スイセンによる食中毒の原因物質はどれか。1つ選べ。
  • アコニチン
  • アミグダリン
  • コルヒチン
  • チャコニン
  • リコリン

◆ 問21

◆領域・タグ

◆正解・解説

正解:5


スイセン(ヒガンバナ科)による食中毒の原因物質はリコリン(lycorine)である。リコリンはイソキノリン系アルカロイドで、スイセンの全草、特に鱗茎(球根)に高濃度に含まれる。作用機序はリボソームでのタンパク質合成阻害であり、摂取後30分以内という短い潜伏期間で、悪心・嘔吐・下痢・腹痛などの消化器症状を引き起こす。

食中毒事例の多くは、スイセンの葉をニラと誤認して調理・喫食することで発生する。
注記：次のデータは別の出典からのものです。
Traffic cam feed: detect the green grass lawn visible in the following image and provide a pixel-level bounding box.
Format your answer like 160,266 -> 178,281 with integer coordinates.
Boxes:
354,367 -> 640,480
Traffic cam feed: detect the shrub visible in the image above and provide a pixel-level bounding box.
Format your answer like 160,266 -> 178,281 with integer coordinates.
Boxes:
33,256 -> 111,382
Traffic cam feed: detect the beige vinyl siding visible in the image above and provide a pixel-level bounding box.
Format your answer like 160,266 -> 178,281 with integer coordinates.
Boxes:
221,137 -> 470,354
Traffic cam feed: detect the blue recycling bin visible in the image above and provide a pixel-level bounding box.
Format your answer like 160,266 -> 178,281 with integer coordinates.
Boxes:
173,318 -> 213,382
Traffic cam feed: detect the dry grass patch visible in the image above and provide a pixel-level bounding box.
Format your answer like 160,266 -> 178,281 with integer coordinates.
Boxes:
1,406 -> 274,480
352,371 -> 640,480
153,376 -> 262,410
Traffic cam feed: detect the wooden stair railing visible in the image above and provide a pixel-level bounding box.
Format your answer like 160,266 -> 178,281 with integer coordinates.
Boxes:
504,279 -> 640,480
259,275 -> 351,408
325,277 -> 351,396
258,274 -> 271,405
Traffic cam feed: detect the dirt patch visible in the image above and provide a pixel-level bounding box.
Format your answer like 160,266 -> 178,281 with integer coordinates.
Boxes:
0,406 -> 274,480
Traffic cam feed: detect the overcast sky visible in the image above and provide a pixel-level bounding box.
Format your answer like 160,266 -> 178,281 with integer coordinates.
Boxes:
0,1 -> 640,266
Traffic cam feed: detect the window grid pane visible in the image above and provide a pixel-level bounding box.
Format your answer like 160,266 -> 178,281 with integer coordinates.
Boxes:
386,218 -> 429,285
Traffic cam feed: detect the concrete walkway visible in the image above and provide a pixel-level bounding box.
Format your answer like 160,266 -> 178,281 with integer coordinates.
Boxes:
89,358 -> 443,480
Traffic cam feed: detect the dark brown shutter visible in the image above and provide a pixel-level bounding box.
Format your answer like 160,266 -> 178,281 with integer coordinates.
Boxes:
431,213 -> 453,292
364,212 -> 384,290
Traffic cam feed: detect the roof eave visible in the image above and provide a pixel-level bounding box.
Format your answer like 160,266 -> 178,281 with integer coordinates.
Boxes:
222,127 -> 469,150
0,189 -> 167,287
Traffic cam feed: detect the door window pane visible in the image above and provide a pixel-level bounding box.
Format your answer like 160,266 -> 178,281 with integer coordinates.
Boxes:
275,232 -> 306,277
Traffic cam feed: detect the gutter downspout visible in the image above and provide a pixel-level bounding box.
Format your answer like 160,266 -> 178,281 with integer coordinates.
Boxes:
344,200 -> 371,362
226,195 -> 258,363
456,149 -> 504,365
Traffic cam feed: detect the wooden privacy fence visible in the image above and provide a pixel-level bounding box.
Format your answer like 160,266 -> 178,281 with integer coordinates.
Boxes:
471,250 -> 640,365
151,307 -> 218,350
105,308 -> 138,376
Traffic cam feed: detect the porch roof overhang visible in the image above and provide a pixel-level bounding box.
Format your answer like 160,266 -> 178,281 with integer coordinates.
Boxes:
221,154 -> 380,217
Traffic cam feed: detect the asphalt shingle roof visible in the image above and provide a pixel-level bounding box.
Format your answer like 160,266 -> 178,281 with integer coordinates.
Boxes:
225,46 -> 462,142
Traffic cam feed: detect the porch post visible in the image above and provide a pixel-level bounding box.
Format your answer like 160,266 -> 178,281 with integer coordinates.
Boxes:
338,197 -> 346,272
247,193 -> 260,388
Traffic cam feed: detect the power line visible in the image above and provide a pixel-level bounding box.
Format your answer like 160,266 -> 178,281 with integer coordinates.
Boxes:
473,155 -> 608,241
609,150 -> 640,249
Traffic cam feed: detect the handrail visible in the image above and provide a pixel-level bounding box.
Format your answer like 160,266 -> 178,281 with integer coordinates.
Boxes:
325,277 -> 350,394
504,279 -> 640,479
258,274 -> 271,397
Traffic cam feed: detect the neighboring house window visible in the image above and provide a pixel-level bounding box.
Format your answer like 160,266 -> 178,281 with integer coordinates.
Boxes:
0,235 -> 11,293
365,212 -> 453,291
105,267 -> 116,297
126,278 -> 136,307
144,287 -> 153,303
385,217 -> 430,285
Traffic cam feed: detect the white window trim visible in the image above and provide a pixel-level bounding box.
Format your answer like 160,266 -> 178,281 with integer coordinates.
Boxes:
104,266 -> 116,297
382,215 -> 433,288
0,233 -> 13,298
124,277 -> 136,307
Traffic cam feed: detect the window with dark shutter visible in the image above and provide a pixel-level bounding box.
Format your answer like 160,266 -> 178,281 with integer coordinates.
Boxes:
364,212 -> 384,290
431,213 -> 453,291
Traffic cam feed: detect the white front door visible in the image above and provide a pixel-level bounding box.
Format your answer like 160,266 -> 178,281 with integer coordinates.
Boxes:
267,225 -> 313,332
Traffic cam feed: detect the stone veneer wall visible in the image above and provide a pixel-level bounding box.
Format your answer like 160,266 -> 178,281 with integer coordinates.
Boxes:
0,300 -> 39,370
両者の見分け方として「ニラには独特のにおいがあるが、スイセンにはない」という点が重要で、においで確認する習慣が予防につながる。なお、同じヒガンバナ科の植物にはガランタミン(アルツハイマー治療薬の原料)も含まれる点も合わせて押さえておきたい。

語呂:「スイセンで水洗い(水仙)しても落ちないリコリン中毒」→ スイセン=リコリンと紐づけて記憶。